Successful recanalization of CTO was performed in 127 patients. Of these, 62 patients, who constitute the study group, had impaired regional wall motion prior to recanalization. The 12-lead resting ECG was evaluated for Q-wave areas and parameters of QT dispersion. Impairment of regional wall motion was evaluated by LV angiogram at baseline and at follow-up.
Angiographic follow-up after 5 +/- 1.4 months documented reocclusion in eight patients. Complete follow-up with a patent coronary artery and an ECG without bundle-branch block was available in 43 patients. Wall motion severity index (WMSI) improved from -2.92 +/- 0.28 to -1.34 +/- 0.61 (p < 0.001) in patients without Q waves, whereas it was unchanged in patients with Q waves (-3.01 +/- 0.30 and -2.81 +/- 0.32). Absence of Q waves at baseline predicted recovery of regional wall motion with 89% sensitivity and 67% specificity. Positive predictive value for recovery was 68% in patients without Q waves, but only 11% in patients with Q waves. In multivariate analysis, only absence of Q waves predicted improvement in WMSI (p = 0.01).

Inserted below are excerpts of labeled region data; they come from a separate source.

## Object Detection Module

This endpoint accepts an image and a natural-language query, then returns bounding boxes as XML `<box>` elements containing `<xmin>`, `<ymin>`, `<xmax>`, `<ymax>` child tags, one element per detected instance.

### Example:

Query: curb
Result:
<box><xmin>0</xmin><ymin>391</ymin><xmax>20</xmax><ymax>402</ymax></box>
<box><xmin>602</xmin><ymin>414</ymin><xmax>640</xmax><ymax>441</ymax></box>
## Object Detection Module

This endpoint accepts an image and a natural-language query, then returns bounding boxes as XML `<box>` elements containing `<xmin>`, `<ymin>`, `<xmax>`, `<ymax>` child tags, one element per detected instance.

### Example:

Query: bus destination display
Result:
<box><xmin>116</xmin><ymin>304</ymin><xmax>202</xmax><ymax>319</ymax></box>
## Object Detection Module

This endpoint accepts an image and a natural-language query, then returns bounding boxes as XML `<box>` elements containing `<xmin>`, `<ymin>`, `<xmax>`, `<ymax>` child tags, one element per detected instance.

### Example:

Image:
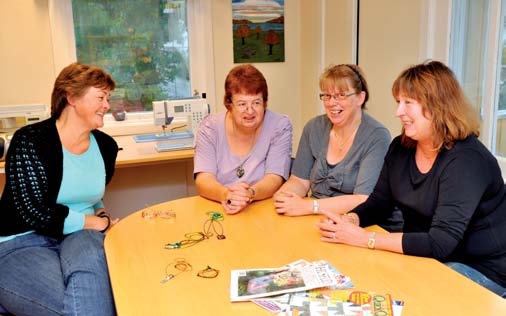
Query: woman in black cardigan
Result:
<box><xmin>0</xmin><ymin>63</ymin><xmax>118</xmax><ymax>315</ymax></box>
<box><xmin>318</xmin><ymin>61</ymin><xmax>506</xmax><ymax>297</ymax></box>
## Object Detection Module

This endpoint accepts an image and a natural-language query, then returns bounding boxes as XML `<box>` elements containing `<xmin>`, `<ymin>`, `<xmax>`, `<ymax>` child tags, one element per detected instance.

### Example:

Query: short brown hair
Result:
<box><xmin>51</xmin><ymin>62</ymin><xmax>116</xmax><ymax>118</ymax></box>
<box><xmin>223</xmin><ymin>64</ymin><xmax>269</xmax><ymax>110</ymax></box>
<box><xmin>320</xmin><ymin>64</ymin><xmax>369</xmax><ymax>109</ymax></box>
<box><xmin>392</xmin><ymin>61</ymin><xmax>480</xmax><ymax>150</ymax></box>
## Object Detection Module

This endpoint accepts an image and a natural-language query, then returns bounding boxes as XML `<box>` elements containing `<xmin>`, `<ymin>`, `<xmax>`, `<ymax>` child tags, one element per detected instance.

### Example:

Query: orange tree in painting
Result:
<box><xmin>236</xmin><ymin>24</ymin><xmax>250</xmax><ymax>45</ymax></box>
<box><xmin>253</xmin><ymin>25</ymin><xmax>262</xmax><ymax>40</ymax></box>
<box><xmin>264</xmin><ymin>30</ymin><xmax>279</xmax><ymax>55</ymax></box>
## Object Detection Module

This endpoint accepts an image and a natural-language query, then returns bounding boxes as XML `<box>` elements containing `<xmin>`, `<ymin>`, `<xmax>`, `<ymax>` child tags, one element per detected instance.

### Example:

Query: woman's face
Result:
<box><xmin>395</xmin><ymin>95</ymin><xmax>433</xmax><ymax>142</ymax></box>
<box><xmin>72</xmin><ymin>87</ymin><xmax>111</xmax><ymax>130</ymax></box>
<box><xmin>322</xmin><ymin>87</ymin><xmax>365</xmax><ymax>126</ymax></box>
<box><xmin>230</xmin><ymin>93</ymin><xmax>265</xmax><ymax>130</ymax></box>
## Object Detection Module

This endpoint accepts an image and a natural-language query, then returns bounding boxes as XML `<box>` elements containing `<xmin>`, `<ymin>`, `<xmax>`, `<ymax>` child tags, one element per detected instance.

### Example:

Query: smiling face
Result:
<box><xmin>230</xmin><ymin>93</ymin><xmax>265</xmax><ymax>130</ymax></box>
<box><xmin>323</xmin><ymin>87</ymin><xmax>365</xmax><ymax>126</ymax></box>
<box><xmin>71</xmin><ymin>87</ymin><xmax>111</xmax><ymax>130</ymax></box>
<box><xmin>395</xmin><ymin>94</ymin><xmax>434</xmax><ymax>142</ymax></box>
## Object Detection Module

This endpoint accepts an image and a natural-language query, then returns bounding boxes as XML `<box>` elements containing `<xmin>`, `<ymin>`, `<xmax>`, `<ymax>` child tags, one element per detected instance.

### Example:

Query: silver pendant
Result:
<box><xmin>235</xmin><ymin>165</ymin><xmax>244</xmax><ymax>178</ymax></box>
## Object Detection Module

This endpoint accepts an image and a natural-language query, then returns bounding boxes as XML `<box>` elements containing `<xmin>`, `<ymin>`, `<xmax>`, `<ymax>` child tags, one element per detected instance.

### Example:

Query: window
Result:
<box><xmin>449</xmin><ymin>0</ymin><xmax>506</xmax><ymax>177</ymax></box>
<box><xmin>72</xmin><ymin>0</ymin><xmax>191</xmax><ymax>112</ymax></box>
<box><xmin>49</xmin><ymin>0</ymin><xmax>215</xmax><ymax>135</ymax></box>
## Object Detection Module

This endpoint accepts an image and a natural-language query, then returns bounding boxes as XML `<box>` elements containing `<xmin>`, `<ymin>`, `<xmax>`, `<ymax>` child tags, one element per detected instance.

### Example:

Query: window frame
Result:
<box><xmin>48</xmin><ymin>0</ymin><xmax>216</xmax><ymax>136</ymax></box>
<box><xmin>447</xmin><ymin>0</ymin><xmax>506</xmax><ymax>179</ymax></box>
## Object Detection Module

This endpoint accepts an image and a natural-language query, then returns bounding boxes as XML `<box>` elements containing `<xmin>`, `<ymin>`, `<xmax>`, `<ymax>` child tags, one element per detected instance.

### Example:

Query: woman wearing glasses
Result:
<box><xmin>317</xmin><ymin>61</ymin><xmax>506</xmax><ymax>298</ymax></box>
<box><xmin>274</xmin><ymin>64</ymin><xmax>390</xmax><ymax>221</ymax></box>
<box><xmin>194</xmin><ymin>64</ymin><xmax>292</xmax><ymax>214</ymax></box>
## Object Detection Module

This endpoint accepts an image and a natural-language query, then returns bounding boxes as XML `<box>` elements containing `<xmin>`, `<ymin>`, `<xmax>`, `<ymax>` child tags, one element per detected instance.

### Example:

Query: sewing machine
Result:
<box><xmin>0</xmin><ymin>104</ymin><xmax>49</xmax><ymax>161</ymax></box>
<box><xmin>134</xmin><ymin>98</ymin><xmax>211</xmax><ymax>152</ymax></box>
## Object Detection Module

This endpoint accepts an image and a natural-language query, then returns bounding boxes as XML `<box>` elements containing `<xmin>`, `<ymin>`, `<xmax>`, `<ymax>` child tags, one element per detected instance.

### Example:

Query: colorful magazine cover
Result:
<box><xmin>277</xmin><ymin>289</ymin><xmax>404</xmax><ymax>316</ymax></box>
<box><xmin>230</xmin><ymin>260</ymin><xmax>337</xmax><ymax>302</ymax></box>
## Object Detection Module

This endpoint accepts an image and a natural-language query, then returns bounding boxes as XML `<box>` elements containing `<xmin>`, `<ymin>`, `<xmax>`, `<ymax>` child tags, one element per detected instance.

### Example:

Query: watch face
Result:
<box><xmin>367</xmin><ymin>233</ymin><xmax>376</xmax><ymax>249</ymax></box>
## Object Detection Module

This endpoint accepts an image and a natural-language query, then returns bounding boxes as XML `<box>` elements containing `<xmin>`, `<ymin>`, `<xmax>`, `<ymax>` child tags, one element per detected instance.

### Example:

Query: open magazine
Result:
<box><xmin>230</xmin><ymin>260</ymin><xmax>353</xmax><ymax>302</ymax></box>
<box><xmin>252</xmin><ymin>288</ymin><xmax>404</xmax><ymax>316</ymax></box>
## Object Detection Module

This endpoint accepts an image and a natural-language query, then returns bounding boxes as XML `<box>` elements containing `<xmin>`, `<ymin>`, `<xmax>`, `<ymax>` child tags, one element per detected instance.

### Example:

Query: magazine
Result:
<box><xmin>252</xmin><ymin>289</ymin><xmax>404</xmax><ymax>316</ymax></box>
<box><xmin>230</xmin><ymin>260</ymin><xmax>338</xmax><ymax>302</ymax></box>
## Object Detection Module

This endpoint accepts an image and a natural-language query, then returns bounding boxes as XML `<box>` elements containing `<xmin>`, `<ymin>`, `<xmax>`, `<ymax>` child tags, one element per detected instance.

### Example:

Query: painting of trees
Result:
<box><xmin>236</xmin><ymin>24</ymin><xmax>250</xmax><ymax>45</ymax></box>
<box><xmin>253</xmin><ymin>25</ymin><xmax>262</xmax><ymax>41</ymax></box>
<box><xmin>232</xmin><ymin>0</ymin><xmax>285</xmax><ymax>63</ymax></box>
<box><xmin>264</xmin><ymin>30</ymin><xmax>279</xmax><ymax>55</ymax></box>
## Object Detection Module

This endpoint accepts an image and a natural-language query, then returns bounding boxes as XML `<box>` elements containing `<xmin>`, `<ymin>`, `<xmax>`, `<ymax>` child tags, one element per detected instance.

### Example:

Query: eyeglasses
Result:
<box><xmin>141</xmin><ymin>208</ymin><xmax>176</xmax><ymax>219</ymax></box>
<box><xmin>233</xmin><ymin>100</ymin><xmax>264</xmax><ymax>112</ymax></box>
<box><xmin>320</xmin><ymin>92</ymin><xmax>360</xmax><ymax>102</ymax></box>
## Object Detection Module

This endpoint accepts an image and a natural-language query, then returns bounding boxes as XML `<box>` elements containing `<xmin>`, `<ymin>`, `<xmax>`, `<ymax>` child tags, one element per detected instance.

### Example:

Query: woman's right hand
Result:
<box><xmin>274</xmin><ymin>191</ymin><xmax>313</xmax><ymax>216</ymax></box>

In patients with recanalization of CTO, recovery of regional wall motion is reliably predicted by analysis of the resting 12-lead ECG for pathologic Q waves.
血运重建的一个主要目标是恢复左心室(LV)功能。核成像技术广泛用于检测功能恢复,具有良好的敏感性,但特异性一般。慢性完全性冠状动脉闭塞(CTO)恢复的预测因素尚未得到研究。
12导联静息心电图(ECG)是CTO成功再通后左心室恢复的预测指标。
对127例患者进行CTO成功再通。其中,62例构成研究组,在再通前有局部室壁运动受损。评估12导联静息心电图的Q波面积和QT离散度参数。通过基线和随访时的左心室血管造影评估局部室壁运动受损情况。
5±1.4个月后的血管造影随访记录了8例患者再闭塞。43例患者获得了冠状动脉通畅且心电图无束支传导阻滞的完整随访。无Q波患者的室壁运动严重程度指数(WMSI)从-2.92±0.28改善至-1.34±0.61(p<0.001),而有Q波患者的该指数无变化(-3.01±0.30和-2.81±0.32)。基线时无Q波预测局部室壁运动恢复的敏感性为89%,特异性为67%。无Q波患者恢复的阳性预测值为68%,而有Q波患者仅为11%。多因素分析中,只有无Q波预测WMSI改善(p=0.01)。
在CTO再通患者中,通过分析静息12导联心电图有无病理性Q波可可靠预测局部室壁运动恢复。